Перед самым началом представления отец вспомнил вдруг про старинную беседку. Никому и в голову не пришло заняться ее украшением, а Воронцов со своим перфекционизмом не мог допустить, чтобы хоть один уголок парка остался обойденным празднеством.
Рабочих в последнюю минуту было уже не найти, и Алексей Михайлович выловил в курсирующей по залу толпе Андрея.
– Не в службу, а в дружбу, пойди там, в беседке, хоть огоньки какие-нибудь повесь! Осталась еще одна гирлянда невостребованная.
Андрей, с этой своей привычной, исполненной дружелюбия улыбкой, отозвался:
– Нет проблем, Алексей Михайлович, сделаем. Только мне бы помощника, чтоб подержать провод…
Отец быстро огляделся по сторонам и кивнул на Сашу, стоявшую чуть позади и угрюмо изучавшую носки собственных туфель.
Мать ради праздника настояла на том, чтобы она надела нарядное платье. «Отец столько вынес, а ты не удосужишься разделить с ним радость? Ты просто обязана пойти на торжество. И оденься хоть раз как человек!» Саша в этом идиотском белом атласе чувствовала себя крайне неуютно. Вырядили ее, как невесту! Как будто специально, чтобы подчеркнуть – вот она, наша неудачная старшая дочь, дылда и страхолюдина, полюбуйтесь!..

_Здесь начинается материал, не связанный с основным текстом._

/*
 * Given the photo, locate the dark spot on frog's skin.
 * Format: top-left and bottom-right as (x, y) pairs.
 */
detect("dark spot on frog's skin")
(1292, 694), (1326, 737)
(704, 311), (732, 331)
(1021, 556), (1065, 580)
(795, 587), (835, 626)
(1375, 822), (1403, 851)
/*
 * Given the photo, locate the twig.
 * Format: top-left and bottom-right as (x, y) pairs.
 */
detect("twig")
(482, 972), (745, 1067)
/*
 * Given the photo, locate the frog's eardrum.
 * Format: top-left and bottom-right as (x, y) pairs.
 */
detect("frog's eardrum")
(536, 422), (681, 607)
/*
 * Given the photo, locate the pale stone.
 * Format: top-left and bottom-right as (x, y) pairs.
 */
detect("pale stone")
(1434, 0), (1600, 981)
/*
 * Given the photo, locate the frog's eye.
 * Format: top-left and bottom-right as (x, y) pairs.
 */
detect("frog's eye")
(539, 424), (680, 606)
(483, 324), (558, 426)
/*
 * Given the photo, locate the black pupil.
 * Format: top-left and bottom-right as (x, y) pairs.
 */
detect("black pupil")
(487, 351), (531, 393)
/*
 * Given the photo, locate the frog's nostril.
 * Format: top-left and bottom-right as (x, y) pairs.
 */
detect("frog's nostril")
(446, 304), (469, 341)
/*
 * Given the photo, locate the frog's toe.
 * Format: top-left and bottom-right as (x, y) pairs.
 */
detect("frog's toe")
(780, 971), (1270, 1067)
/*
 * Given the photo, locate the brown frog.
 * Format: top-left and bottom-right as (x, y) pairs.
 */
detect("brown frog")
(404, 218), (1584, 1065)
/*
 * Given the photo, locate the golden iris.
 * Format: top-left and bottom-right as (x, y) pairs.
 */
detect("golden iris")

И еще Андрей, как назло, здесь, и она не может поднять на него глаза, потому что твердо уверена, что обязательно выдаст себя.
Отец кивнул на нее и сказал:
– Вот, Александру мою возьми к себе в помощницы. Она длинная, как раз дотянется.
Щеки у нее мучительно вспыхнули. Да что же это такое! Они как нарочно…
А Андрей взглянул на нее, улыбнулся так, что ноги у Саши подкосились, и попросил:
– Поможешь мне? Пожалуйста!
Конечно, она поможет. Разумеется!
Разве есть кому-то дело до ее жалких смешных постыдных чувств?..
Стоял май.
В санаторном парке повисли уже сиреневые сумерки, напоенные ароматом цветущей сирени. Огни фонарей размыто подрагивали в вечернем воздухе. Из главного здания долетали отдельные всплески музыки – там начал уже играть маленький джазовый оркестр.
Саша и Андрей добрались до беседки. Андрей легко вскочил на деревянную балюстраду и принялся, держа в зубах гвозди, работать молотком, укрепляя гирлянду лампочек. Саша, стоя внизу, держала в руках моток провода, осторожно разматывала его и протягивала Андрею освобожденный кусок. Иногда, перехватывая из ее рук гирлянду, он случайно касался пальцами ее ладони, и от этого нечаянного прикосновения в ее теле мгновенно выстреливал электрический разряд…
– Не могу дотянуться вот сюда, рук не хватает, – сказал Андрей через несколько минут работы.
Он как раз прилаживал последний гвоздь.
– Сможешь залезть, придержать провод? – попросил он. – И гвоздей еще, пожалуйста, подай – вон, из той коробки.
Саша сжала в ладони горсть маленьких обойных гвоздей, ухватилась рукой за колонну и тоже влезла на балюстраду.
Чертово узкое белое платье стесняло движения. Зачем только она пошла на поводу у матери?! Все равно из зала ее отослали, а трудиться здесь было бы куда удобнее в обычных джинсах. К чему здесь этот нелепый наряд? Разве что произвести впечатление на Андрея…
Ха-ха, очень смешно.
Она шагнула ближе к Андрею, вскинула руку, придерживая провод там, где он ее просил. Неловко пошатнулась на перилах – проклятые туфли!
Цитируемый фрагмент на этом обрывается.